How QC Verifies This Stack
The four-layer architecture only behaves the way the diagram says if every layer holds its tolerance. That is what our outgoing inspection actually pins down — jacket geometry, conductor lay-length, compound activation point, response-time uniformity along the spool, and a handful more. The full nine-parameter QC pass sits in its own note, but the short summary is that every shipment leaves with a per-batch report keyed to the lot number printed on the jacket. If a number on that report is missing, the cable did not pass.
Closing Thought
Once you understand the four-layer anatomy and the two trigger mechanisms, specifying a thermosensitive cable becomes a matter of matching layer choices to your application constraints — not picking a catalog part number and hoping. The walk-through above sits inside a single architecture — the metal-conductor variant — and the buyer-side comparison between that variant and the non-metal-core alternative, with five engineering axes and five deployment scenarios, is in our companion cross-section comparison of metal-core and non-metal-core architectures. The two cut-off architectures the cable then drops into — one-shot fusible vs resettable PTC — are unpacked in one-shot or resettable thermal cutoff cable: the spec decision; the OEM integration patterns that exploit this anatomy sit in thermosensitive cable as the last line of appliance safety. That is the level of conversation our engineering desk prefers.
If you would like a formulation walk-through against your specific application, message engineering — we will share a data pack and an evaluation sample (subject to sample availability and project review).
FAQ — Thermosensitive Cable Anatomy
What are the four layers inside a thermosensitive cable?
Every thermosensitive cable is built as four concentric functional layers around the cable axis: (1) two or more drawn metal conductors, typically tinned copper or nickel-copper, twisted on a calibrated lay-length; (2) a thermosensitive compound — a proprietary polymer formulation that holds dielectric strength below the rated activation point and collapses predictably above it; (3) a thin structural insulation layer that keeps cable geometry stable in service; and (4) the outer jacket, which carries mechanical, chemical, UV and waterproof duties.
How does a thermosensitive cable actually trigger an alarm?
A thermosensitive cable triggers on two independent physical events.
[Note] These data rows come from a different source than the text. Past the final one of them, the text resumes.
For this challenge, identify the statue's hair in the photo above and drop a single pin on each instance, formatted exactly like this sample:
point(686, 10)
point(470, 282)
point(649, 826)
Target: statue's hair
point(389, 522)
The first is a thermal-threshold collapse: above the rated activation point, the compound's molecular network loses load-bearing structure, the two conductors close the gap, and the panel sees a clean dry-contact short. The second is flame-contact ignition: a direct flame ignites the jacket and compound, propagating a burn front along the cable at a calibrated 3–10 seconds per metre. Either event drives the alarm.
What is the difference between metal-conductor and non-metal-core thermosensitive cable?
The metal-conductor architecture (the workhorse) places two parallel or twisted metal conductors separated by the thermosensitive compound; on activation, the compound collapses and the conductors short — this is the default for LHD loops, appliance over-temperature cut-off circuits, and any panel expecting a short-on-activation signal. The non-metal core has no metal conductor along the central axis and relies on combustion-propagation behaviour of the compound itself with an external monitoring circuit. It is specialised — used only where metal conductors would introduce electromagnetic or galvanic problems in the detection zone.
Can the response time of a thermosensitive cable be tuned?
Yes. Response time is engineered primarily through jacket wall thickness and compound formulation. A thicker jacket slows the heat path to the compound and lengthens response; a thinner one accelerates it. Conductor geometry, compound filler ratio and lay-length are secondary levers. Two cables with the same activation temperature can alarm 20 seconds apart depending on these choices — which is why specification has to match the application's thermal-rejection requirements rather than copy a generic datasheet.